Does Eutelsat Communications S.A. (EPA:ETL) Have A Good P/E Ratio?

This article is for investors who would like to improve their understanding of price to earnings ratios (P/E ratios). We'll apply a basic P/E ratio analysis to Eutelsat Communications S.A.'s (EPA:ETL), to help you decide if the stock is worth further research. Looking at earnings over the last twelve months, Eutelsat Communications has a P/E ratio of 6.70. That is equivalent to an earnings yield of about 14.9%.

Check out our latest analysis for Eutelsat Communications

How Do I Calculate A Price To Earnings Ratio?

The formula for price to earnings is:

Price to Earnings Ratio = Price per Share ÷ Earnings per Share (EPS)

Or for Eutelsat Communications:

P/E of 6.70 = €9.526 ÷ €1.422 (Based on the trailing twelve months to December 2019.)

(Note: the above calculation results may not be precise due to rounding.)

Is A High Price-to-Earnings Ratio Good?

A higher P/E ratio means that investors are paying a higher price for each €1 of company earnings. That isn't necessarily good or bad, but a high P/E implies relatively high expectations of what a company can achieve in the future.

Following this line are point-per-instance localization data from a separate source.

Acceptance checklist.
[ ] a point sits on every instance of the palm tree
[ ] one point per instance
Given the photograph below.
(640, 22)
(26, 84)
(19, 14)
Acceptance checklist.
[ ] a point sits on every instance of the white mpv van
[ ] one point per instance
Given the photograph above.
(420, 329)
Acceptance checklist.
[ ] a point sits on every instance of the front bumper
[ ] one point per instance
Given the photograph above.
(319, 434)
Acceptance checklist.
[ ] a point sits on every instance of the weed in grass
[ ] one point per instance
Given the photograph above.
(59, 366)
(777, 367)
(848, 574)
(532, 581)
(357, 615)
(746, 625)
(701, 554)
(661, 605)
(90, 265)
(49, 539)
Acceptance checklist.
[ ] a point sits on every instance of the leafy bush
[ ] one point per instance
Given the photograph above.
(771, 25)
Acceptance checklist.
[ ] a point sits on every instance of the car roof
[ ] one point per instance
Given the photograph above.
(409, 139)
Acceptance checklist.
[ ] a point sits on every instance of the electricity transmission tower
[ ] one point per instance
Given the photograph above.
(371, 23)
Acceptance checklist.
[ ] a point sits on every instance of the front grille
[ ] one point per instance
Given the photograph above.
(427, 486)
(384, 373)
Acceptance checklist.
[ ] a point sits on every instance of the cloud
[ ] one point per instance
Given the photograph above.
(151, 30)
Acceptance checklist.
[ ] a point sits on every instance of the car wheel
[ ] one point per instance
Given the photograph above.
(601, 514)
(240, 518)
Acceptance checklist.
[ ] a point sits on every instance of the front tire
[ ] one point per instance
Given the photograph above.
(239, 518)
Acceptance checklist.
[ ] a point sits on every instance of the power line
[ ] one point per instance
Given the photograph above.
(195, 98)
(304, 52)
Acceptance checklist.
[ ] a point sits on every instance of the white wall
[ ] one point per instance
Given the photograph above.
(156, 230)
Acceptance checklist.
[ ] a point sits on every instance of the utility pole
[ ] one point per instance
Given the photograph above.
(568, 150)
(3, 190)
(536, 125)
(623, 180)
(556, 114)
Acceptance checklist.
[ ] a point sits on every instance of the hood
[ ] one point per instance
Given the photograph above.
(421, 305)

Does Eutelsat Communications Have A Relatively High Or Low P/E For Its Industry?

The P/E ratio indicates whether the market has higher or lower expectations of a company. The image below shows that Eutelsat Communications has a lower P/E than the average (8.3) P/E for companies in the media industry.

ENXTPA:ETL Price Estimation Relative to Market April 1st 2020
ENXTPA:ETL Price Estimation Relative to Market April 1st 2020

This suggests that market participants think Eutelsat Communications will underperform other companies in its industry. While current expectations are low, the stock could be undervalued if the situation is better than the market assumes. You should delve deeper. I like to check if company insiders have been buying or selling.

How Growth Rates Impact P/E Ratios

Companies that shrink earnings per share quickly will rapidly decrease the 'E' in the equation. That means unless the share price falls, the P/E will increase in a few years. So while a stock may look cheap based on past earnings, it could be expensive based on future earnings.

Eutelsat Communications increased earnings per share by an impressive 16% over the last twelve months. Unfortunately, earnings per share are down 2.1% a year, over 3 years.

A Limitation: P/E Ratios Ignore Debt and Cash In The Bank

It's important to note that the P/E ratio considers the market capitalization, not the enterprise value. That means it doesn't take debt or cash into account. The exact same company would hypothetically deserve a higher P/E ratio if it had a strong balance sheet, than if it had a weak one with lots of debt, because a cashed up company can spend on growth.

Such spending might be good or bad, overall, but the key point here is that you need to look at debt to understand the P/E ratio in context.

So What Does Eutelsat Communications's Balance Sheet Tell Us?

Net debt totals a substantial 116% of Eutelsat Communications's market cap. This level of debt justifies a relatively low P/E, so remain cognizant of the debt, if you're comparing it to other stocks.

The Bottom Line On Eutelsat Communications's P/E Ratio

Eutelsat Communications trades on a P/E ratio of 6.7, which is below the FR market average of 13.2. The company may have significant debt, but EPS growth was good last year. If it continues to grow, then the current low P/E may prove to be unjustified.

When the market is wrong about a stock, it gives savvy investors an opportunity. If the reality for a company is not as bad as the P/E ratio indicates, then the share price should increase as the market realizes this. So this free visual report on analyst forecasts could hold the key to an excellent investment decision.

You might be able to find a better buy than Eutelsat Communications. If you want a selection of possible winners, check out this free list of interesting companies that trade on a P/E below 20 (but have proven they can grow earnings).

If you spot an error that warrants correction, please contact the editor at editorial-team@simplywallst.com. This article by Simply Wall St is general in nature. It does not constitute a recommendation to buy or sell any stock, and does not take account of your objectives, or your financial situation. Simply Wall St has no position in the stocks mentioned.

We aim to bring you long-term focused research analysis driven by fundamental data. Note that our analysis may not factor in the latest price-sensitive company announcements or qualitative material. Thank you for reading.